14 Mayıs 2013 Salı

Neler Oluyor?

14 Mayıs 2013 Salı
Daha önce bir post'umda mimarlık eğitimi sürecinden  " Mesleki anlamda neredeyse her şeyi yapabileceğiniz tek özgür dönemdir." diye bahsetmiştim. Maalesef dün okuduğum Gazi Üniversitesi Mimarlık Fakültesi haberinden sonra hala gerçekten böyle mi diye düşünür oldum. 

Haberler ne diyor :

http://www.arkitera.com/haber/index/detay/gazi-universitesinde-maketlere-tahammul-edemediler/14078

http://www.arkitera.com/gorus/index/detay/gazi-universitesinde-bardagin-tasmasi-durumu-ve-tadao-ando/353

Proje atölyesinin havası başkadır. Eskizler, maketler, çeşitli malzemeyle çalışılmış şemalar, projenin ileri aşamasında rulolarca çizim. Başka grupların çalışmalarını gezersiniz. Tashihleri dinlersiniz. Tartışırsınız.
Akıllı tasarımlar, güzel ifade teknikleri görünce " vaaay, ne güzel yapmış" dersiniz.


Mezun olduktan sonra da kendi okuluma her gidişimde proje atölyelerinin ne kadar güzel geçtiğine tanık olup, öğrencilerin yaptığı çalışmaları gördükçe bizim dönemimize göre daha da gelişen, daha iyiye giden bir mimarlık eğitimi var diye düşünürdüm. "Şimdi öğrenci olmak acaba daha mı güzel ? " derdim.

Gazi Üniversitesi yayınlanan bu haberlerle umutlarıma gölge düşürdü. Bu yaklaşım proje atölyesini kökten reddediyor. Üniversiteler özgür alanlar olmalıdır, hele de böylesi yaratıcılıktan beslenen bir disiplin için.
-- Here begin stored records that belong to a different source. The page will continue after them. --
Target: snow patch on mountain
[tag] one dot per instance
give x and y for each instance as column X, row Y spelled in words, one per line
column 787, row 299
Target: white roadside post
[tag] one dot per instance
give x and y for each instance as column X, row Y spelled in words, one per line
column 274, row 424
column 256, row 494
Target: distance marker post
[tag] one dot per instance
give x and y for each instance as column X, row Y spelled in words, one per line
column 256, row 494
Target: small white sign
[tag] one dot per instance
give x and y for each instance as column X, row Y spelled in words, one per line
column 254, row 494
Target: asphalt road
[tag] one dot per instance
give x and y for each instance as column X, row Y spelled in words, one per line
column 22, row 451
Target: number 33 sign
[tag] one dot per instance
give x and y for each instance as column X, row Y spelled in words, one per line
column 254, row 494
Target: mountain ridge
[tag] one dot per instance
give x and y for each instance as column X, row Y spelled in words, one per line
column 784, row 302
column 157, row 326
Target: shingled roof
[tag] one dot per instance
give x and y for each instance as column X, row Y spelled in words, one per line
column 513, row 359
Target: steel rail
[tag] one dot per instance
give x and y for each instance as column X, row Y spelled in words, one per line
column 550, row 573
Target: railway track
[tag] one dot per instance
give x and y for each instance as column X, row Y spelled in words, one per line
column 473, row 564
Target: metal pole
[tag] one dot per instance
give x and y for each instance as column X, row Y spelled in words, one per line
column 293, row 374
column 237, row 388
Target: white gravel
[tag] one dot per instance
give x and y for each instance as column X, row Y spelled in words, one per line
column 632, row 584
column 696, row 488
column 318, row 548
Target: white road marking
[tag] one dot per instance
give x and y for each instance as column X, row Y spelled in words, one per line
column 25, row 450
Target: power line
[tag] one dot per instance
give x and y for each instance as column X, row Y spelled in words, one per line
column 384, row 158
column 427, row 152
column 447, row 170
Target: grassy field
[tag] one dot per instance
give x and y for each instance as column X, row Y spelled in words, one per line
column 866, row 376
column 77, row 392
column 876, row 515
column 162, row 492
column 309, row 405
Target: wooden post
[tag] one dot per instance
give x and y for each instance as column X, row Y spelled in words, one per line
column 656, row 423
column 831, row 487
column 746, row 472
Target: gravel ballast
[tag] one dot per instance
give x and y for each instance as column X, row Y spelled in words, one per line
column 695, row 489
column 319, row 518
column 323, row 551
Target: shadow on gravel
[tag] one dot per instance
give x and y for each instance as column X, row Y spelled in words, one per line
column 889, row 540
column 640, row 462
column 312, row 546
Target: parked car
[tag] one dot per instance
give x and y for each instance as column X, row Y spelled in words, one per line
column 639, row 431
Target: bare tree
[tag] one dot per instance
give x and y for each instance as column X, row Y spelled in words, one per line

Çocuklar her zaman daha yaratıcıdırlar. Sınırsız düşünürler çünkü, her zaman daha çok olasılık vardır, kalıplar ise henüz yoktur. Büyüdükçe düşüncelerimiz aldığımız eğitim ve zaman yüzünden sınırlanıyor. Engellemeye çalışıyoruz ama maalesef durum böyle. Bir de eğitim aldığımız kurumlarda, sınırsız düşünmek için destekleneceğimiz yerde, daha da küçük düşünmeye, tek açıdan bakmaya zorlanırsak nasıl yaratıcı olabiliriz?

Yaratıcı olmamız istenmiyor belki de. Genel geçer şeyler üretmemiz, suyu da çok bulandırmamız lazım!